Landau and Lifshitz are also great, but too much wave-mechanics oriented for my taste. The traditional way of teaching quantum mechanics in terms of wave mechanics seems to leave the impression in students that quantum mechanics is mostly about energy-eigenvalue problems (time-independent Schrödinger equations), and the dynamical aspects are not fully understood.
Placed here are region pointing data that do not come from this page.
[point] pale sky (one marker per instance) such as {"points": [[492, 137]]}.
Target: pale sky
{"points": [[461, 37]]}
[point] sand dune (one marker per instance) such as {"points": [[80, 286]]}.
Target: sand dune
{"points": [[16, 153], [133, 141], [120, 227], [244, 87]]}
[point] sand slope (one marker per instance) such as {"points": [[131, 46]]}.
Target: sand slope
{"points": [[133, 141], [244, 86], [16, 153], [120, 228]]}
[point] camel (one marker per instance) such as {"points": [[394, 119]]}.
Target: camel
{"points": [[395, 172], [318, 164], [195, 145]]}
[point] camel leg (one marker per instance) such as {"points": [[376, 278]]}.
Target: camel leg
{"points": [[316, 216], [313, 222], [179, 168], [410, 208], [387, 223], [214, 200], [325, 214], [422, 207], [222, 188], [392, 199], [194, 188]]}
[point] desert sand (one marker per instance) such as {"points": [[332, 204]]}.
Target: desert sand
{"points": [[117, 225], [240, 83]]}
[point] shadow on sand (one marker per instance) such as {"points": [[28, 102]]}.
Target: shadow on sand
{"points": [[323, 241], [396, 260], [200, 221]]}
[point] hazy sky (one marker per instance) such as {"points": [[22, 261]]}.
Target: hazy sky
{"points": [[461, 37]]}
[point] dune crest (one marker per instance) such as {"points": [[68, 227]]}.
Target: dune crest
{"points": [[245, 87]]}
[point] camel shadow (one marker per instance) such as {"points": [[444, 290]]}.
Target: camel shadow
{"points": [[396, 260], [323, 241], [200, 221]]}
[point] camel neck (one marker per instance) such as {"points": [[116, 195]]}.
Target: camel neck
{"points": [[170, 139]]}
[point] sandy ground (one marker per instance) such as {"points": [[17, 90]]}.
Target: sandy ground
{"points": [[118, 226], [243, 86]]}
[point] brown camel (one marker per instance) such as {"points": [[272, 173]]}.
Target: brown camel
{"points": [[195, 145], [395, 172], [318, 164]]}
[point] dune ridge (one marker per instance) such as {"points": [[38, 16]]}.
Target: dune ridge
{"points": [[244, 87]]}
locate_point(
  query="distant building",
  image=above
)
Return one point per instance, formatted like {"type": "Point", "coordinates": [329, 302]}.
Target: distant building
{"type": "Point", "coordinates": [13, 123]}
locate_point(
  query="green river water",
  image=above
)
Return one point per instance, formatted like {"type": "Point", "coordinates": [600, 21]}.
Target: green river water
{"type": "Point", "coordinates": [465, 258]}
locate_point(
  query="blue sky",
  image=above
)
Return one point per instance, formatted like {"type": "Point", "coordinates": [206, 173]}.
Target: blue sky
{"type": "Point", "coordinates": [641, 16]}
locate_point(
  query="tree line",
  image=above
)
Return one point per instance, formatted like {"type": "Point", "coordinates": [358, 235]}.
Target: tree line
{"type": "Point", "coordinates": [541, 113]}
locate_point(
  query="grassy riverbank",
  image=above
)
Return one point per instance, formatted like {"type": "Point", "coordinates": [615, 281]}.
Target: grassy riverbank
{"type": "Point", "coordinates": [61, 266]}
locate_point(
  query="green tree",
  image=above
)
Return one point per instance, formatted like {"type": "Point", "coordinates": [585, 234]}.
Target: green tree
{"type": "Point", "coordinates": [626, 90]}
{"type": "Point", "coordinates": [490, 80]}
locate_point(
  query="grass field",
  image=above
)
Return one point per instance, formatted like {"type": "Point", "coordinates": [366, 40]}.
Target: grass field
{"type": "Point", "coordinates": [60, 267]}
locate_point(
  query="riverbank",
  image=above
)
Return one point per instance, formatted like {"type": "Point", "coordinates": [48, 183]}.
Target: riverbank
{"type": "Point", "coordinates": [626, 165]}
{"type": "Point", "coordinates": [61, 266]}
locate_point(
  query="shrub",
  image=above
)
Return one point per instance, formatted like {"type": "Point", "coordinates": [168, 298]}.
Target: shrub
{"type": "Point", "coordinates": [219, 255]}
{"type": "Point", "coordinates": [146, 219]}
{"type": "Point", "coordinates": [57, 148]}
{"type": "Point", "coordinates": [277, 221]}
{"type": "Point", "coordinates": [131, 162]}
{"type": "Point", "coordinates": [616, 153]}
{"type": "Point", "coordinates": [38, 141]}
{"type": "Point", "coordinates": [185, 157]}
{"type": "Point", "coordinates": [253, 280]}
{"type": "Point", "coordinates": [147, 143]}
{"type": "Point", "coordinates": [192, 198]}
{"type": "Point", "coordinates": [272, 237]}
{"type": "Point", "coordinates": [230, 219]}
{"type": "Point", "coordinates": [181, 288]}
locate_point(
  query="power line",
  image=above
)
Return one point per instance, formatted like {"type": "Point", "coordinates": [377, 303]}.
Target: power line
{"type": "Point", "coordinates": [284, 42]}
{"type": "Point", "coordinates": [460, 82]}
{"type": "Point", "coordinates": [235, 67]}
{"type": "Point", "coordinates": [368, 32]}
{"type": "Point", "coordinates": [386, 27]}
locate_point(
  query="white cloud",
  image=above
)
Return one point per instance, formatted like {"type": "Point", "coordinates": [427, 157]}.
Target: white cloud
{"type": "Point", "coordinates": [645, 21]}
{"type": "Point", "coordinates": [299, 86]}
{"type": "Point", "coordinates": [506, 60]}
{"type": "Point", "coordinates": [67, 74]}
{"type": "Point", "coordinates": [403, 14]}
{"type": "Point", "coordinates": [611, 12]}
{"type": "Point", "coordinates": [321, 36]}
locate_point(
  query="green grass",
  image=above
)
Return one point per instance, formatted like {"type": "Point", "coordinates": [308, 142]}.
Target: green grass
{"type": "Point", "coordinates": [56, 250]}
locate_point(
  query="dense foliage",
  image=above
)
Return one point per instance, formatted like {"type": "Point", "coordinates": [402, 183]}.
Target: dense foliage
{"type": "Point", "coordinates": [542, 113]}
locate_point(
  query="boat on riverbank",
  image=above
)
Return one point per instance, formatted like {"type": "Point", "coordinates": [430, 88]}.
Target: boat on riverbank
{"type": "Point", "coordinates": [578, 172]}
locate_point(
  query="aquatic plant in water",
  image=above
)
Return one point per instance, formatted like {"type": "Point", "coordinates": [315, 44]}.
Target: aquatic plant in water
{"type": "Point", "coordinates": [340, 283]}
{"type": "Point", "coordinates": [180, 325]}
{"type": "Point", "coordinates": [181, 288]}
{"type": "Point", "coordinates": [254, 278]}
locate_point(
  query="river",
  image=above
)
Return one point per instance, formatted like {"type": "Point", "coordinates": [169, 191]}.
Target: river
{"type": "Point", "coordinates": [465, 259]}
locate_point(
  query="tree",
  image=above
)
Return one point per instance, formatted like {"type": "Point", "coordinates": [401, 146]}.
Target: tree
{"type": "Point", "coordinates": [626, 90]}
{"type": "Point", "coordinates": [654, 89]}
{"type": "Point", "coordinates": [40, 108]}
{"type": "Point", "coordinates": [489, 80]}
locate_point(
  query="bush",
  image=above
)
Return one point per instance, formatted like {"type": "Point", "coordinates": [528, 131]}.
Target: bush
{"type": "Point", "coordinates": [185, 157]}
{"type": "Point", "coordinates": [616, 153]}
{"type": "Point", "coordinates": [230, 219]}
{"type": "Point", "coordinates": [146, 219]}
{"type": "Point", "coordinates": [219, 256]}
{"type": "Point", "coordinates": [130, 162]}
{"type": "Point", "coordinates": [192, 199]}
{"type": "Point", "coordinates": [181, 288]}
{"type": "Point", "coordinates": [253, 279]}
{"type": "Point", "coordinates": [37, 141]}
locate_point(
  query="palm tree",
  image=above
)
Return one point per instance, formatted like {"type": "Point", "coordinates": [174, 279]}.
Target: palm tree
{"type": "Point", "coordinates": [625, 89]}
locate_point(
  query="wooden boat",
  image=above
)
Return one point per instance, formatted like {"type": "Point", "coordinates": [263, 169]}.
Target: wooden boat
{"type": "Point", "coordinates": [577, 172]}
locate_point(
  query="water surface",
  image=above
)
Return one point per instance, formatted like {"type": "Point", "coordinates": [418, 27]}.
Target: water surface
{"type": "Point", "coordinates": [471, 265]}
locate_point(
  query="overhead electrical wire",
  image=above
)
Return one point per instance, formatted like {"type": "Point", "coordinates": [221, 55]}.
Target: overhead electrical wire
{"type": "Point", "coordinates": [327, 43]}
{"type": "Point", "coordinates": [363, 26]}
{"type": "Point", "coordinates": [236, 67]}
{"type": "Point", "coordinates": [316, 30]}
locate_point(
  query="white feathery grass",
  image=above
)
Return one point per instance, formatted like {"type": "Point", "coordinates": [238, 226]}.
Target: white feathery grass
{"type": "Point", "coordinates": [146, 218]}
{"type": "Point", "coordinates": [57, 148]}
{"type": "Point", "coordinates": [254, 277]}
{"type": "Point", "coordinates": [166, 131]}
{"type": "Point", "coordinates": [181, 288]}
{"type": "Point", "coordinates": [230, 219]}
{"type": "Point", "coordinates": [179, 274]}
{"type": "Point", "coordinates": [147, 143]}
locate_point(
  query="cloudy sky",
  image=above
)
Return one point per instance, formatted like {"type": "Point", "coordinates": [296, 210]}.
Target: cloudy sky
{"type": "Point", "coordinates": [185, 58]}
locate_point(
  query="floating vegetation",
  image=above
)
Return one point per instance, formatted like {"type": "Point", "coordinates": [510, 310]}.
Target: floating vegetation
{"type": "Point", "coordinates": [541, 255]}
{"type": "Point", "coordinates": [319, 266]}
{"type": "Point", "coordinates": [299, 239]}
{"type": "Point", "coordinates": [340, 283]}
I like Ballentine for exactly the reason, for which atyy dislikes it. This only shows once more that the question of interpretation is not an objective part of the theory but very much due to the taste of each individual physicist, and you even can't decide, who's "right" or "wrong" on it, because everybody agrees on the predictions about observable phenomena, which is the only thing that really counts in physics, but I prefer the most simple interpretation (ensemble/minimal statistical) compared to interpretations that have additional elements, which are not really necessary but lead to large intrinsic (consistency) problems (like most flavors of Copenhagen with a collapse, with the exception of Bohr and his followers, who have an epistemic view on the quantum state) or add unobservable esoterics like Bohmian trajectories or Everet's parallel universes.
This shows that there are many philosophical problems, which I personally find very interesting, and I like to discuss them (not the leas in this forum :-)), but which on the other hand are (fortunately) not of much relevance for physics (let alone applied physics). E.g., it didn't matter much, which personal interpretation Shockley, Bardeen, and Brattain used when inventing the transistor ;-)).